5.                                Pour ces motifs, le recours doit être rejeté et la décision du SDT confirmée. La recourante, qui succombe, supportera les frais du recours (art. 49 al. 1 de la loi vaudoise du 28 octobre 2008 sur la procédure administrative [LPA-VD; RSV 173.36]). Le SDT n’a pas droit à l’allocation de dépens (art. 52 et 56 al. 3 LPA-VD) et la municipalité n’a pas recouru aux services d’un mandataire professionnel. Il ne lui sera donc pas alloué de dépens.

Par ces motifs
la Cour de droit administratif et public
du Tribunal cantonal
arrête:

I.                                   Le recours est rejeté.

II.                                 Les décisions du Service du développement territorial du 5 octobre 2011 et de la municipalité de Bex du 18 octobre 2011 sont confirmées.

III.                                Un émolument de 2'500 (deux mille cinq cents) francs est mis à la charge de la recourante.

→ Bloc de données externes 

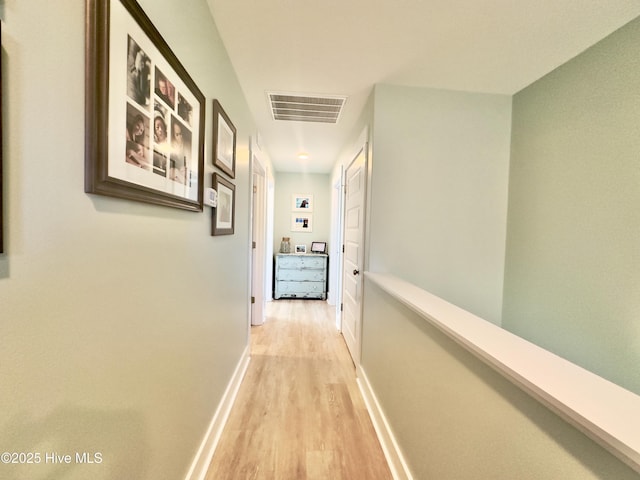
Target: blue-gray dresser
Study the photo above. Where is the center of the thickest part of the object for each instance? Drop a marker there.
(301, 275)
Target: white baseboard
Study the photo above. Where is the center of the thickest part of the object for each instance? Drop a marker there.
(397, 464)
(203, 458)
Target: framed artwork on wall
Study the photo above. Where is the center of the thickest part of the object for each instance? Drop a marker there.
(302, 202)
(224, 141)
(301, 222)
(224, 214)
(144, 132)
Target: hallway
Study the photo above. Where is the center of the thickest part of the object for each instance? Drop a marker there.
(299, 413)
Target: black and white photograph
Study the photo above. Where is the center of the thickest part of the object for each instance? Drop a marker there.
(302, 202)
(301, 222)
(224, 214)
(138, 74)
(224, 141)
(151, 96)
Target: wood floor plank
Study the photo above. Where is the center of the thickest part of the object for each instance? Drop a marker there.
(299, 413)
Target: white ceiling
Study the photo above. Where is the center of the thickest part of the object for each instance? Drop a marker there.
(344, 47)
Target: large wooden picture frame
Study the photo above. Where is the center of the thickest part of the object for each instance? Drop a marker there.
(224, 141)
(224, 215)
(135, 84)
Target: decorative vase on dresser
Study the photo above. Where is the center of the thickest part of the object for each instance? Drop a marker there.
(301, 276)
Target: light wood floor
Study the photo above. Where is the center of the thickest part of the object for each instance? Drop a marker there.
(299, 413)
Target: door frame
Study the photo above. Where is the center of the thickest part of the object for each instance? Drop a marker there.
(258, 236)
(362, 147)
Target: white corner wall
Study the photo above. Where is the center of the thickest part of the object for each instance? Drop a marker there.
(121, 323)
(439, 192)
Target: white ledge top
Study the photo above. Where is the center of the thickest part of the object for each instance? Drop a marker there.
(606, 412)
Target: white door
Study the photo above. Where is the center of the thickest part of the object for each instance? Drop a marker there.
(352, 273)
(258, 247)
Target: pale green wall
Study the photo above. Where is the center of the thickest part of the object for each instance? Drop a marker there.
(120, 322)
(572, 277)
(288, 184)
(456, 418)
(439, 192)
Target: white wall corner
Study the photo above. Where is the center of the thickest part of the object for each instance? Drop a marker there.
(203, 457)
(395, 459)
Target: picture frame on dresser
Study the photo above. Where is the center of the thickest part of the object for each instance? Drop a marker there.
(224, 141)
(144, 114)
(224, 215)
(318, 247)
(301, 222)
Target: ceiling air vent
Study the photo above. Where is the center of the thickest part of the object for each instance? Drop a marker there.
(322, 109)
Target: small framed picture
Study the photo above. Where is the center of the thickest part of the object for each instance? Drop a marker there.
(224, 141)
(301, 222)
(302, 202)
(224, 214)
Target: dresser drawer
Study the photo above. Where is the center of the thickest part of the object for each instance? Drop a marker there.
(301, 275)
(299, 261)
(300, 289)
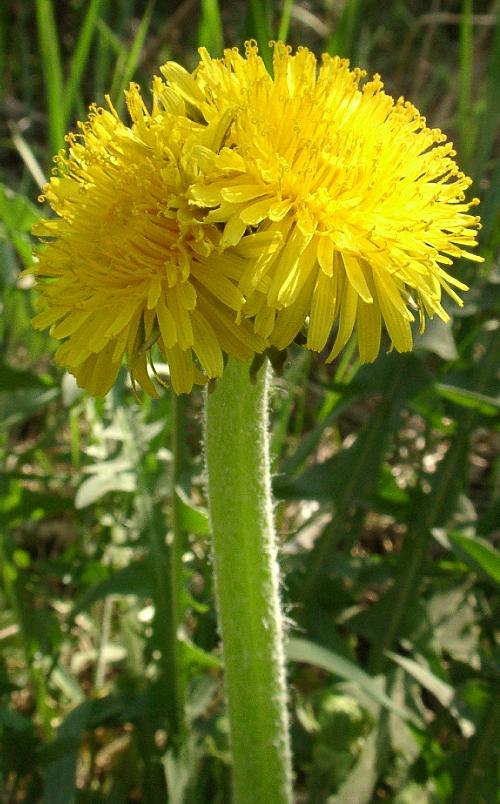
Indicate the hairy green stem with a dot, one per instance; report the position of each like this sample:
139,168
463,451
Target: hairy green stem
246,573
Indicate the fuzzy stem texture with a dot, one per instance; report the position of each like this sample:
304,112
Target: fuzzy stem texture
246,572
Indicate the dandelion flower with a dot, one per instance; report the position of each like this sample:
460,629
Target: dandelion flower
128,262
365,202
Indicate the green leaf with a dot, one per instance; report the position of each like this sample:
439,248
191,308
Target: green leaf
60,777
135,579
438,338
193,520
95,487
487,405
479,552
441,690
13,379
301,650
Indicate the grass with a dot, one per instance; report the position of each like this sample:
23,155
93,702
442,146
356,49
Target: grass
387,476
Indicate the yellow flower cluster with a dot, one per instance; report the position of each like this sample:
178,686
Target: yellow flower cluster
242,208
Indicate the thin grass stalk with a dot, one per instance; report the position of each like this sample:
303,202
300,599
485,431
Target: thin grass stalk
465,120
166,570
246,574
480,753
79,59
52,70
210,30
435,508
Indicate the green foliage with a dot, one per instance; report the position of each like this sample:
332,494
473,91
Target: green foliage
387,476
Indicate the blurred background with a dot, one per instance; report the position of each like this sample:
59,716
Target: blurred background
386,476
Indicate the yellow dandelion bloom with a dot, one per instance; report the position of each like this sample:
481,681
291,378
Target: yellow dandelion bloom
364,204
128,262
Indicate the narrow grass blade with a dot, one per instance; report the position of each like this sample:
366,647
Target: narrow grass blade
124,76
259,27
210,33
79,59
465,121
342,41
284,26
52,70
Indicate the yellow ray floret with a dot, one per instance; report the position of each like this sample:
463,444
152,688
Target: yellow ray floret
128,261
363,204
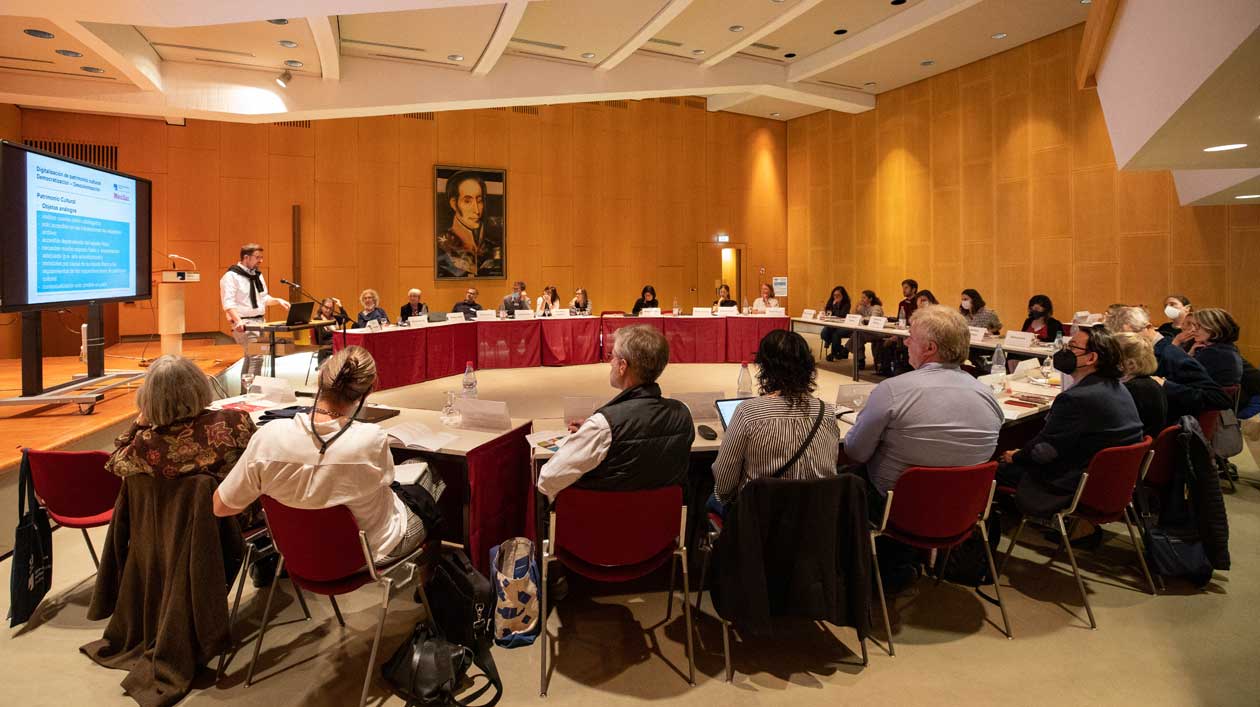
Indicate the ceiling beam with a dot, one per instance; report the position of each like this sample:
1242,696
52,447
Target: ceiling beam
764,30
892,29
328,44
508,23
654,25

IV.                              Il n'est pas alloué de dépens.

 

Lausanne, le 9 mai 2012

 

La présidente:                                                                                           La greffière:


 

 

 

                                                                                                                 

Le présent arrêt est communiqué aux destinataires de l'avis d'envoi ci-joint ainsi qu’à l’OFDT.

Il peut faire l'objet, dans les trente jours suivant sa notification, d'un recours au Tribunal fédéral. Le recours en matière de droit public s'exerce aux conditions des articles 82 ss de la loi du 17 juin 2005 sur le Tribunal fédéral (LTF - RS 173.110), le recours constitutionnel subsidiaire à celles des articles 113 ss LTF. Le mémoire de recours doit être rédigé dans une langue officielle, indiquer les conclusions, les motifs et les moyens de preuve, et être signé. Les motifs doivent exposer succinctement en quoi l’acte attaqué viole le droit. Les pièces invoquées comme moyens de preuve doivent être jointes au mémoire, pour autant qu’elles soient en mains de la partie; il en va de même de la décision attaquée.